Janus: Then and Now looks at the history of one of Cranbrook’s most prominent churches   Friday, January 11th, 2013   (Reprinted with permission from Jim Cameron)

The United Church of Canada is now entering its 84th year of existence. The Cranbrook United Church building itself is four years younger. As to what actually united to form this congregation requires a look:

It begins with John Wesley, an Anglican cleric born in England in 1703. He founded the Methodist movement which in turn provided the seeds for the modern Methodist movement, the Holiness movement, Pentecostalism and the Charismatic and Neo-Charismatic movements. In 1828, the British Methodists and the British Wesleyans formed the Wesleyan Methodist Church which was joined in 1834 by the Methodist Episcopal Church. The Wesleyan Methodist Church in Canada and the Wesleyan Methodist Conference of Eastern British America united in 1874, also annexing the Methodist New Connexion Church in order to form the Methodist Church of Canada. Ten years later that body joined with the Methodist Episcopalian Church, the Bible Christian Church and the Primitive Methodist Church to create the all-encompassing Methodist Church of Canada, Newfoundland (one-half hour later) and, as you may have already surmised, Bermuda, making it the largest Protestant denomination in Canada and possibly Bermuda.

In 1925, the Methodist Church united with much of the Presbyterians and most of the Congregational Union and the Association of Local Union Churches to form the United Church of Canada (some did not join due to theological, historical and personal reasons). Take a breath. It’s done.

Cranbrook had both an active Knox Presbyterian and Methodist congregation from the earliest days, each with their own building. The local Methodist Church became the United Church in June 1925. The small wooden church on the northwest corner of 8th Avenue and 1st Street, though charming, was suddenly too small for the united congregation. In May 1927, a vote of 84 yays to four nays elected to build a new church as soon as funds could be raised.

The Methodists wielded a certain amount of power back east, not least due to the subscription of the Eaton, Massey and Ryerson families and Cranbrook moved along similar lines, with many prominent families part of the congregation. Canvassing efforts proved quite successful and by the end of 1927 a total of $10,000 was subscribed.

Fund-raising carried on throughout the following year and by April, 1929, the architectural plans — designed by Henry Morgan Whiddington of Lethbridge, a London-trained practitioner with design leanings towards the Edwardian and Beaux-Arts styles and who resided in Cranbrook from 1928-30 — were presented to the church building committee which approved them. The cost was estimated at close to $30,000 and, with over $12,000 already raised, the congregation elected to move ahead with the project on land purchased the year before.
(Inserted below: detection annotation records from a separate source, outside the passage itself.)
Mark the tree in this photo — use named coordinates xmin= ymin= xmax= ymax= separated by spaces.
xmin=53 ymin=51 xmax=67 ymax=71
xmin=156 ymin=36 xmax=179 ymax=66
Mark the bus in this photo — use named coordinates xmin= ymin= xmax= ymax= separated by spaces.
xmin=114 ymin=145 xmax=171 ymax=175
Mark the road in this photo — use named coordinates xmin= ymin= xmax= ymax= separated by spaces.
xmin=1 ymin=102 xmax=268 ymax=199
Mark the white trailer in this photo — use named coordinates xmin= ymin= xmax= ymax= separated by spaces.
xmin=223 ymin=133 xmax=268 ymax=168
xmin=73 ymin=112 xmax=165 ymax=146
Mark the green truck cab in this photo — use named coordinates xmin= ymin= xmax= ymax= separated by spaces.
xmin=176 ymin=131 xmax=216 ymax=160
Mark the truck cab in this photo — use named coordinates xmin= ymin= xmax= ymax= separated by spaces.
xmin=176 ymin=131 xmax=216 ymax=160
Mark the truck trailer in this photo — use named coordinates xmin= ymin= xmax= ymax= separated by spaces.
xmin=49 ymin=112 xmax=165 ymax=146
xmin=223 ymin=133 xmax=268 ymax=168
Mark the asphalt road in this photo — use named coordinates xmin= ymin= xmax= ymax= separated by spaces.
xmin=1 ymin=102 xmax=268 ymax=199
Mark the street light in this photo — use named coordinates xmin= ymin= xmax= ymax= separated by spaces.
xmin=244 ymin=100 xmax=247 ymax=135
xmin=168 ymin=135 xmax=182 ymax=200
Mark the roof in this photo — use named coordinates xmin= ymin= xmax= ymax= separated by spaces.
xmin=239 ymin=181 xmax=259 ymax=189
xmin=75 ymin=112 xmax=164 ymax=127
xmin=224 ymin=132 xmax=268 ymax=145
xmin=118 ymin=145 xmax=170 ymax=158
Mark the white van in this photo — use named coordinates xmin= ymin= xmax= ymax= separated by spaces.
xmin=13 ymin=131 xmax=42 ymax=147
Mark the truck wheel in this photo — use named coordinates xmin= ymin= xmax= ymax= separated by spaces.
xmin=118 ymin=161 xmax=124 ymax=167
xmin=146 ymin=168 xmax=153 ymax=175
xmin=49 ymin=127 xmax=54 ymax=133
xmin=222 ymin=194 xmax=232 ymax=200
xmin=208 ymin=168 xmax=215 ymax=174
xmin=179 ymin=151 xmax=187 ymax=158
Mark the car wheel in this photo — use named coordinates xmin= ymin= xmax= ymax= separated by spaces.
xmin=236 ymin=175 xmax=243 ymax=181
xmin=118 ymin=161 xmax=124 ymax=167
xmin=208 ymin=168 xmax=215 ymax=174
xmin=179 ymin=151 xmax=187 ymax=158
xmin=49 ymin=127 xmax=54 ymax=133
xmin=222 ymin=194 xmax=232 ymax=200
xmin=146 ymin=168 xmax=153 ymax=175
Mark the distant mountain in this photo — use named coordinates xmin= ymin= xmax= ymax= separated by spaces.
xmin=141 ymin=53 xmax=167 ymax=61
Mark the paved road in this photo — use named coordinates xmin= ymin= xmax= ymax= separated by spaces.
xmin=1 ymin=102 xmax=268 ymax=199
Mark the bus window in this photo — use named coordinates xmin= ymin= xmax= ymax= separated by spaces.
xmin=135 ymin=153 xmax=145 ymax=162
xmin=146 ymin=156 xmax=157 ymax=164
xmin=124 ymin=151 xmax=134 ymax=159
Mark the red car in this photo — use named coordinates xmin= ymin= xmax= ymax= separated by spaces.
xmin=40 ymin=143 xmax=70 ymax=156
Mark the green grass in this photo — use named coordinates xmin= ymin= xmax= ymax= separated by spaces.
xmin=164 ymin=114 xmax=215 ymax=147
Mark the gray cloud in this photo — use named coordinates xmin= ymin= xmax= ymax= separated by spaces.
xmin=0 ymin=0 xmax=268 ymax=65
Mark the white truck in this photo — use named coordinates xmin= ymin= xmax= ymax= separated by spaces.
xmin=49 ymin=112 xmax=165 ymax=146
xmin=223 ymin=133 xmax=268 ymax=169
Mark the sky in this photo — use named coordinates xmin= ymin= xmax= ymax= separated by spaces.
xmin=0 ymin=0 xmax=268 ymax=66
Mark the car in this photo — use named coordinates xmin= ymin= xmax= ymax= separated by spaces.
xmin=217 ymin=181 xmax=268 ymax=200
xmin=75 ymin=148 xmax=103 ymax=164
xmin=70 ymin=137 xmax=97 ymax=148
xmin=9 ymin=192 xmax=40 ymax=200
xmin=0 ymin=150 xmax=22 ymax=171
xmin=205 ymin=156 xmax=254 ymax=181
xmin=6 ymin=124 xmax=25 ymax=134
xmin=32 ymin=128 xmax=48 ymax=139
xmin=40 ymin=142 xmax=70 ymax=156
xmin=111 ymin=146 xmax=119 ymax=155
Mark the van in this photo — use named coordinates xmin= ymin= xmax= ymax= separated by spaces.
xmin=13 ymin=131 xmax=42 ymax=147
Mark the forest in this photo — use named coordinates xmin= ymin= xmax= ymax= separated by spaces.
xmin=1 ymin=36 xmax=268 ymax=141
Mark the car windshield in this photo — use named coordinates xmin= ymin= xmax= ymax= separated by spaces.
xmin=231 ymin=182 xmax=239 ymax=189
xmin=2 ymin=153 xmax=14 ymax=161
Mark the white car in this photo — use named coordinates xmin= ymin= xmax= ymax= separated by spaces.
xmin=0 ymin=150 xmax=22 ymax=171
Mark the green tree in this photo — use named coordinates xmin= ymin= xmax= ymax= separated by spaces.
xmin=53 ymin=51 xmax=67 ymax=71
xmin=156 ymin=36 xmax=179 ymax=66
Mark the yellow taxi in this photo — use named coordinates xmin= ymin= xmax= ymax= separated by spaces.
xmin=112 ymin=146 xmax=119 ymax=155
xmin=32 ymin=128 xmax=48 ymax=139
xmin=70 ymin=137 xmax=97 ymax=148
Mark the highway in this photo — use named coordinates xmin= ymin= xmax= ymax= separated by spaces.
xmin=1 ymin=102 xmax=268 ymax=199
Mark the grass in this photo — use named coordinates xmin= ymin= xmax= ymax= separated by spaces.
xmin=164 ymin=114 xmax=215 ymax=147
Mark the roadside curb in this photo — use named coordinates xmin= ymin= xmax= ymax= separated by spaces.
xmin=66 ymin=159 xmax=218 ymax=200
Sadly, the Great Depression entered the picture and fund-raising slowed considerably. As the building neared completion in the winter of 1930 it was necessary to sell the original Methodist/United Church in order to meet costs. The former church was purchased by private interests and converted to a miniature indoor golf course. The business struck out and was soon replaced by a blacksmith, a garage, then a stage line office and finally demolished in 1972 to make way for a car lot.

Construction of the new church was awarded to the local firm of Sainsbury and Ryan, who had built the Roman Catholic Church two years earlier.

Cranbrook United Church,
December 1964

The imposing United Church of Canada was formally opened on Nov. 17, 1929. Built primarily of brick in a modern Gothic style, it featured a main auditorium with a seating capacity of 200 and an adjoining social room connected via folding doors which seated over 200 more. An elevated ladies parlour also served as a stage for the social room when required and an adjoining kitchen completed the main floor. A staircase led over the ladies parlour to an additional class room. The basement included the choir room and vestry, class rooms and a furnace room. The building was heated by two forced air furnaces.

A new bell, weighing 1,650 pounds (748.5 kg), was donated by an anonymous district lumberman. Plumbing by Patmore Bros, painting by James Norgrove, lumber by the Cranbrook Sash & Door Co. and electric installations by Modern Electric completed the building.

Approximately 900 people attended the two opening services and all welcomed the new building as a notably noble addition to the downtown core and a nice balance to the newly completed brick fire hall on 11th Avenue. That the church was built at all during the opening years of the Great Depression is a testament to the dedication and sacrifice of the congregation. It was the last grand building to be erected in the downtown core for many years and one of the last in which the congregation has remained (the Anglican and Roman Catholic churches being the others).

The structure has undergone two notable changes since its construction: the original bell tower has been raised by an additional storey and, in more recent years, the main entrance area has been enclosed to provide additional space, somewhat obscuring the dominant lines of the bell tower.

Of the three original churches still standing in the downtown core, the United Church of Canada has unarguably seen the most changes in the surrounding landscape, from a fellow compatriot of the old court house to a sentinel of the perfectly-placed Central Park traffic circle to a lone thing of beauty amidst a sea of asphalt and concrete, it remains a much noticed, much loved and, happily, a much used historical component of the downtown core.